My last post totally freaked me out. Writing it unlocked a too-strong understanding of the word uncertainty. Dealing with a lot of good and bad things all at once is stressful and the realization of buying a house, losing my job three weeks later, being unsure of exactly what I want to do with my life (other than take it in a totally new direction).... the list goes on - and my thoughts are deep
In other words, for three weeks I've been freaked the funk out.
With all this uncertainty, confusion, days awake in bed doing nothing but stare at the ceiling, followed by sleeping 20 hours at a time, with intermittent moments of unpacking and manically organizing my new house, attempting to revamp my resume, applying for work.... It's been an emotional roller coaster of stress. Everything is complicated and any little thing I encounter seems to come with difficulties involving extra work, extra time, extra effort, more stress.
There's just a lot of crap to deal with that are not only a time suck, but frustrating and I'm not in the mood to fuck with any of it. But I trudge on, day after day, doing all sorts of little shit and trying to wrap my mind around my current situation of recently buying a house and shortly thereafter losing my job....and figuring out how I can earn money, survive and be happy. Life is too short to go back to an 8-5 desk job that offers me no creative opportunities, where I get treated like an eeediot and sexually harassed by one of the owners. I just can't do it.
On a positive note
A few things seem to be coming together. I'm working on my first commissioned mosaic, the base of a sculpture by Travis Taylor with two other projects in the works. And I still feel like "How cool is that, being featured in Springfield's Own for my mosaic work!?" I'm also working with Springfield Art Association to possibly teach a mosaic course later this year. I've been dying to do another floor mosaic so I'm going to mosaic my breezeway. The surface is ready to tile, which means I just need to come up with a design, paint the room, gather the material, and get to work.
I prefer to work a sporadic variety of random jobs. I originally wanted to be a freelance writer, but I've learned I prefer to freelance anything that interests me. Last year I helped an artist friend paint a gigantic basement. I've enjoyed working on the brick documentary with Bill Streeter.
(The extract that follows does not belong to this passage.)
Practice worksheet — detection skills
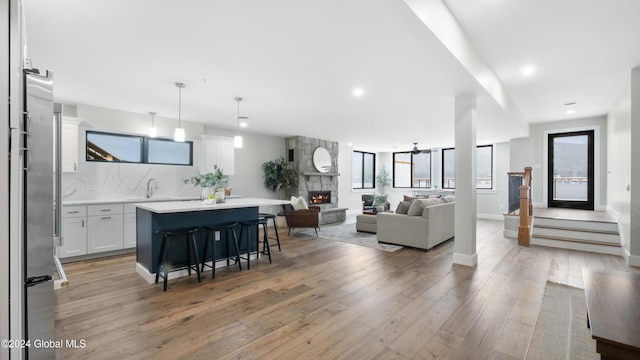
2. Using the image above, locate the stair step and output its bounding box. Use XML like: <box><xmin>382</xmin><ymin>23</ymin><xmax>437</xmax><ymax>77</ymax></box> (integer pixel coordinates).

I'm attempting to work with Matthew Glasson on a low budget film project. Over the weekend I worked as a photography assistant for Teresa D Wells Photography. I loved the work! I got to use Teresa's fancy photography equipment and basically took as many photos of whatever I wanted in an effort to catch special moments. It was just a great experience, rewarding to work hard and best capture one of the most important moments of one's life. This might've been the best freelance job I've had as a Jill of all Trades.
I can't wait to work on more cool, interesting and creative projects in the future.For now, I need to get back to Travis' mosaic project. Just know that things are still crazy and stressful and I'm still fighting with depression and anxiety, but overall I feel that things are getting better.